Botswana com­pe­ti­tion law penal­ties re­vised

Business Day - Business Law and Tax Review - - BUSINESS LAW & TAX REVIEW - JA­SON VAN DIJK & JAY PAGE

BOTSWANA’s guide­lines on fines, pub­lished in late Jan­uary, sig­nal that its Com­pe­ti­tion Com­mis­sion means busi­ness and will im­pose se­ri­ous fines for com­pe­ti­tion law vi­o­la­tions. The guide­lines are in­tended to make the cal­cu­la­tion of penal­ties by the reg­u­la­tor and by par­ties charged with anti-com­pet­i­tive con­duct more trans­par­ent and pre­dictable, but it re­mains to be seen whether that will be achieved.

The com­mis­sion must con­sider the na­ture, du­ra­tion, grav­ity and ex­tent of the con­tra­ven­tion; any loss or dam­age suf­fered as a re­sult of the con­duct ( in par­tic­u­lar by con­sumers); the mar­ket cir­cum­stances in which the con­tra­ven­tion took place; the level of profit de­rived from the con­tra­ven­tion; what amount would serve as an ad­e­quate de­ter­rent (to both the guilty firm and other en­ter­prises) while re­main­ing pro­por­tion­ate to the in­fringe­ment; whether the prod­uct is an es­sen­tial good, and whether the firm has pre­vi­ously con­tra­vened the Com­pe­ti­tion Act.

Other fac­tors which may be taken into ac­count in­clude the de­gree of co­op­er­a­tion with the Com­pe­ti­tion Author­ity and whether the firm ap­plied for le­niency.

Un­like in SA, the Botswana com­mis­sion will take into ac­count whether a com­pany is ac­tu­ally ca­pa­ble of paying the fine and whether levy­ing too hefty a fine might lead to the en­ter­prise shut- ting down or be­com­ing in­sol­vent.

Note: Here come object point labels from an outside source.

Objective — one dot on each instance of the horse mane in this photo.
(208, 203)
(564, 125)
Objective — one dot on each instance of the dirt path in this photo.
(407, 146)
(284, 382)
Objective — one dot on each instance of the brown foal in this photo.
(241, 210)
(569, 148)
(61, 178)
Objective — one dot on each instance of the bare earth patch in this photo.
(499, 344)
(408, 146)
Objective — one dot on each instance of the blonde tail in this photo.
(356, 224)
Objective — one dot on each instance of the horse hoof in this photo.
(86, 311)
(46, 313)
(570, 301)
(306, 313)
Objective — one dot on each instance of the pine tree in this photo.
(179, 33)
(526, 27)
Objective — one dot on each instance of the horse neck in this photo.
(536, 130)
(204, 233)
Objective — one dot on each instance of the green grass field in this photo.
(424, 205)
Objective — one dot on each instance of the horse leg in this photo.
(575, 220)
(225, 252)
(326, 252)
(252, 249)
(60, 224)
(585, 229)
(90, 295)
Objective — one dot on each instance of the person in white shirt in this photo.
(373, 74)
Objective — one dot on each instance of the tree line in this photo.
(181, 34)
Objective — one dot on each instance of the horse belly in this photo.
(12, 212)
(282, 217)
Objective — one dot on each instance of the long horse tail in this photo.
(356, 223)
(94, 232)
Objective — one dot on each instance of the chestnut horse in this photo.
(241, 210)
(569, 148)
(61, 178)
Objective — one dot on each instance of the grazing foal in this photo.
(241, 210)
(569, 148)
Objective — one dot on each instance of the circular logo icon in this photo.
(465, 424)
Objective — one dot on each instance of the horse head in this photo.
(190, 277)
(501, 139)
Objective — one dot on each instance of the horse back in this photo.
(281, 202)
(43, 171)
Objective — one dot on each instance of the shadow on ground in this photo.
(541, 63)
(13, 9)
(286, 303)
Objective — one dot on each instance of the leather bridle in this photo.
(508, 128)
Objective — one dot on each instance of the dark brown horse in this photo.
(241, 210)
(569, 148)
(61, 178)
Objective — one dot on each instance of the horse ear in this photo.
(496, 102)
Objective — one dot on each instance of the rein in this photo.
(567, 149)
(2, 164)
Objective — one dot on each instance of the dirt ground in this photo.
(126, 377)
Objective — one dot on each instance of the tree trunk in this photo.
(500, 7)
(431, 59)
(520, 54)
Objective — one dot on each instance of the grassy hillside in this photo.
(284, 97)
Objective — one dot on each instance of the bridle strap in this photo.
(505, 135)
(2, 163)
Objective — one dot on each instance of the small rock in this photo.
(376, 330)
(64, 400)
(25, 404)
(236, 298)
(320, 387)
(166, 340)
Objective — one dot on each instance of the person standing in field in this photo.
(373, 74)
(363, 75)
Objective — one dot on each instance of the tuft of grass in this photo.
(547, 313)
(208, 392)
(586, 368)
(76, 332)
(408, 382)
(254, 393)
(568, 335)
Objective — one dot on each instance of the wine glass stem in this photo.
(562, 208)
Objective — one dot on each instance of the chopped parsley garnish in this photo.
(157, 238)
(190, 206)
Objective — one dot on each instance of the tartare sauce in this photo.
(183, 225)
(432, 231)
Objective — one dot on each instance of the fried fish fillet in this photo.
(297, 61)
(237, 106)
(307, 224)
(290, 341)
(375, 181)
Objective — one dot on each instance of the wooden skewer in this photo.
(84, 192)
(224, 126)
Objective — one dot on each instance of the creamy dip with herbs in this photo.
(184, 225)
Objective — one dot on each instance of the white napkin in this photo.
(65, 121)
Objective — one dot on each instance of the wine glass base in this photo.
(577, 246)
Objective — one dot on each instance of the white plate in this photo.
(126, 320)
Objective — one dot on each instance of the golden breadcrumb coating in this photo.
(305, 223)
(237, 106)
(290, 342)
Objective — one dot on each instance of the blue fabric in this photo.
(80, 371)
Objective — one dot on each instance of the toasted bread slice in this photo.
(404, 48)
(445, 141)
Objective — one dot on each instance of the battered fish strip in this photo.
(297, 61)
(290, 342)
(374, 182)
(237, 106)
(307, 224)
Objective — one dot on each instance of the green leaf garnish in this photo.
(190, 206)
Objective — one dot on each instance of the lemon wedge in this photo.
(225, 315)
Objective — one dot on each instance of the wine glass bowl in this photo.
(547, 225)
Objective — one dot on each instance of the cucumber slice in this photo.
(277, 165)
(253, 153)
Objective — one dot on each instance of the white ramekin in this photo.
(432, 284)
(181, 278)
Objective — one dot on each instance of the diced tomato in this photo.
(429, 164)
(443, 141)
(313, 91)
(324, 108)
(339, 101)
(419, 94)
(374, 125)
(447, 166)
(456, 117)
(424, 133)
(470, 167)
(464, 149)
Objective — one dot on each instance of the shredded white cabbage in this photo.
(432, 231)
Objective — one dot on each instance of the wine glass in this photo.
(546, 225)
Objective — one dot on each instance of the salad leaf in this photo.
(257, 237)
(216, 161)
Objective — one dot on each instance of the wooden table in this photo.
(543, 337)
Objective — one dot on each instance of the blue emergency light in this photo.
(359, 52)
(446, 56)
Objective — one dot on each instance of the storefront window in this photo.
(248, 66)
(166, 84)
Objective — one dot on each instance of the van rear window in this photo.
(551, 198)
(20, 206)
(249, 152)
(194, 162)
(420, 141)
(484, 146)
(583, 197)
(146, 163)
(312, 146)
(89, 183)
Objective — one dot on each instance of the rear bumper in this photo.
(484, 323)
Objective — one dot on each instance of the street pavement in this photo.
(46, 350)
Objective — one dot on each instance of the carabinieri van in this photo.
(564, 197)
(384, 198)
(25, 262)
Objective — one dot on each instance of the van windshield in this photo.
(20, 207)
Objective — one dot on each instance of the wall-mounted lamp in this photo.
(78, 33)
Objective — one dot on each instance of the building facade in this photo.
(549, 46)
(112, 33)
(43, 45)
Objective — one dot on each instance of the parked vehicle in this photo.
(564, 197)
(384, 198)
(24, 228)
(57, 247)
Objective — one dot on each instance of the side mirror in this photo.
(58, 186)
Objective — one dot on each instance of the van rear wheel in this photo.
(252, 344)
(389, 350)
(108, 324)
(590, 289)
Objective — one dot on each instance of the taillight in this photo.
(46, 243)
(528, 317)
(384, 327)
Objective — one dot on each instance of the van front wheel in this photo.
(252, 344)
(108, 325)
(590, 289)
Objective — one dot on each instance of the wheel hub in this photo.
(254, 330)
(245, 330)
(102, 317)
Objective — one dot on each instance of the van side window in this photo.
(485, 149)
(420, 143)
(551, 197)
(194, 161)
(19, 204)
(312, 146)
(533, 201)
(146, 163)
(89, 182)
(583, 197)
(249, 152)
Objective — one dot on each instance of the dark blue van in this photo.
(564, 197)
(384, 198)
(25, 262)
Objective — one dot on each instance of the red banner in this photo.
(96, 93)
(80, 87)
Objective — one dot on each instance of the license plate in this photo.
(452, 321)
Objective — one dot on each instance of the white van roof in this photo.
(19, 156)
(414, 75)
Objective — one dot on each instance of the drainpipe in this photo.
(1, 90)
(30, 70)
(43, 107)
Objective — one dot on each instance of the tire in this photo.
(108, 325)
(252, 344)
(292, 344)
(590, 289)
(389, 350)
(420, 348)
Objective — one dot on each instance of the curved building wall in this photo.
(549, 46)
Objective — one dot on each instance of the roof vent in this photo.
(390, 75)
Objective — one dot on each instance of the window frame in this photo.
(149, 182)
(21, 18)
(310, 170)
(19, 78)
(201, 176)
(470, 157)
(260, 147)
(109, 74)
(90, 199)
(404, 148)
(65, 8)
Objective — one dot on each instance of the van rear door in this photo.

The Botswana guide­lines set out both ag­gra­vat­ing and mit­i­gat­ing cir­cum­stances that may re­sult in a higher or lower penalty be­ing im­posed.

Th­ese in­clude the involvement of se­nior man­agers and direc­tors in the pro­hib­ited con­duct; whether an in­fringe­ment was in­ten­tional, rather than neg­li­gent; en­gage­ment in co­er­cive or re­tal­ia­tory mea­sures against a le­niency ap­pli­cant or other en­ter­prises to con­tinue with the in­fringe­ment; con­tin­u­a­tion of the in­fringe­ment af­ter the Com­pe­ti­tion Author­ity com­menced the in­ves­ti­ga­tions and act­ing as a ring­leader or in­sti­ga­tor of the in­fring­ing con­duct. Cir­cum­stances that may re­sult in a lower fine be­ing im­posed in­clude that the firm acted un­der se­vere duress or pres­sure; was gen­uinely un­cer­tain whether the agree­ment or con­duct was pro­hib­ited; took ad­e­quate steps to en­sure com­pli­ance with the Botswana Com­pe­ti­tion Act and ter­mi­nated the in­fringe­ment as soon as the Com­pe­ti­tion Author­ity in­ter­vened.

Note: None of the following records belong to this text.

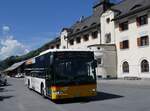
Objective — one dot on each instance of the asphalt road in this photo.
(112, 96)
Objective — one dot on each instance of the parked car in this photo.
(3, 80)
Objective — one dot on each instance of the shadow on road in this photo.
(101, 96)
(5, 97)
(5, 85)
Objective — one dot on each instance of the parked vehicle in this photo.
(60, 74)
(3, 79)
(20, 75)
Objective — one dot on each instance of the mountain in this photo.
(13, 59)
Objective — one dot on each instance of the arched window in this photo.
(125, 67)
(144, 66)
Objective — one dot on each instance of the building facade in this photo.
(131, 20)
(119, 36)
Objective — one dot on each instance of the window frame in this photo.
(143, 68)
(124, 26)
(125, 67)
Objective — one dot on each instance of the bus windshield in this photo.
(74, 69)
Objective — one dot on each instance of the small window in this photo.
(98, 48)
(144, 66)
(86, 37)
(85, 27)
(99, 61)
(52, 47)
(123, 26)
(143, 41)
(142, 20)
(136, 6)
(124, 44)
(125, 67)
(78, 40)
(93, 24)
(77, 30)
(94, 35)
(108, 20)
(108, 38)
(71, 42)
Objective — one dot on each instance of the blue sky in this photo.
(34, 22)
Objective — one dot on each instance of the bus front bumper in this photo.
(73, 91)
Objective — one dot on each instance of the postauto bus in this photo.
(62, 73)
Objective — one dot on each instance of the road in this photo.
(112, 96)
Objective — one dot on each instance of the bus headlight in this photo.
(58, 92)
(93, 90)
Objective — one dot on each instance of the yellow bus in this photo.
(63, 73)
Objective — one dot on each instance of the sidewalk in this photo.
(143, 82)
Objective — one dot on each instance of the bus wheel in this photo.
(42, 90)
(29, 84)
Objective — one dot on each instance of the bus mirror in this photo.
(94, 64)
(51, 59)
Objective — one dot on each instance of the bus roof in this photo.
(65, 50)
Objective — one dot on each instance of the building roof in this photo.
(63, 50)
(130, 7)
(14, 66)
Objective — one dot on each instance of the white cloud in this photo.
(10, 46)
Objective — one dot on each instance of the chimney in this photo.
(102, 5)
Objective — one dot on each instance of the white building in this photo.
(131, 20)
(119, 35)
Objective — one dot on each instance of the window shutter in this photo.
(139, 41)
(128, 44)
(138, 21)
(121, 45)
(120, 27)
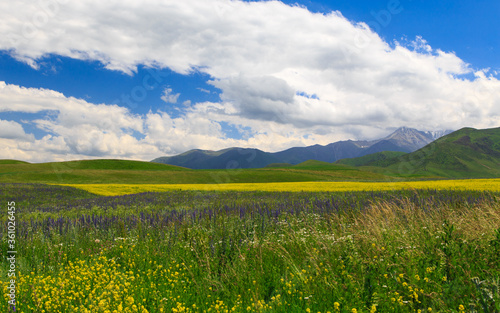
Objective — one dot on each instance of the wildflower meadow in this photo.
(421, 250)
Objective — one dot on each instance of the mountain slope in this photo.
(402, 140)
(466, 153)
(371, 159)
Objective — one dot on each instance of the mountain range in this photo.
(466, 153)
(404, 140)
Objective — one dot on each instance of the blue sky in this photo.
(118, 80)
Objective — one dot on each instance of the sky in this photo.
(138, 80)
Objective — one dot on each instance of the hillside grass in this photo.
(136, 172)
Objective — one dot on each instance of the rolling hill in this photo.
(466, 153)
(137, 172)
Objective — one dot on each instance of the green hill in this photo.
(375, 158)
(466, 153)
(137, 172)
(12, 162)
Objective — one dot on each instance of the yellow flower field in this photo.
(123, 189)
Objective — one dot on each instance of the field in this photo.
(123, 189)
(409, 250)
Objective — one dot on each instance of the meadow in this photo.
(338, 186)
(408, 250)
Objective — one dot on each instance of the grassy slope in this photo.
(136, 172)
(467, 153)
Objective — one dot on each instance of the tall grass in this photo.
(401, 251)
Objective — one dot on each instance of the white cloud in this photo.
(265, 57)
(13, 130)
(169, 97)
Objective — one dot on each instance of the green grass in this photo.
(136, 172)
(257, 252)
(467, 153)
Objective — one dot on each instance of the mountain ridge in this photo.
(404, 139)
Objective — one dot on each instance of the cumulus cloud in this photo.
(265, 57)
(13, 130)
(170, 97)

A bal­ance needs to be struck be­tween the need to de­ter anti-com­pet­i­tive con­duct against the rights of com­pa­nies to re­ceive a fair and pro­por­tion­ate penalty.

In prac­tice, the Botswana com­mis­sion is likely to con­sider all of the fac­tors which must be taken into ac­count and then to take any ag­gra­vat­ing and mit­i­gat­ing cir­cum­stances into ac­count as well.

Th­ese fac­tors are very sim­i­lar to the fac­tors con­tained in SA’s Com­pe­ti­tion Act and the ap­proach adopted by the South African com­pe­ti­tion au­thor­i­ties when de­ter­min­ing the ap­pro­pri­ate penal­ties.

As in SA, Botswana’s Com­pe­ti­tion Act caps an ad­min­is­tra­tive penalty at 10% of the guilty firm’s turnover. In SA, a penalty can only be im­posed on a firm’s turnover gen­er­ated in one year. How­ever in Botswana, the com­mis­sion is em­pow­ered to fine a guilty firm based on its turnover gen­er­ated over the en­tire pe­riod that it was en­gaged in the pro­hib­ited prac­tice, up to a max­i­mum of three years.

The Botswana Com­pe­ti­tion Com­mis­sion clearly means busi­ness. Although it has not im­posed any penal­ties for anti-com­pet­i­tive con­duct to date, any busi­ness trad­ing in or into Botswana must take steps to com­ply with Botswana’s Com­pe­ti­tion Act, to avoid po­ten­tially sig­nif­i­cant penal­ties.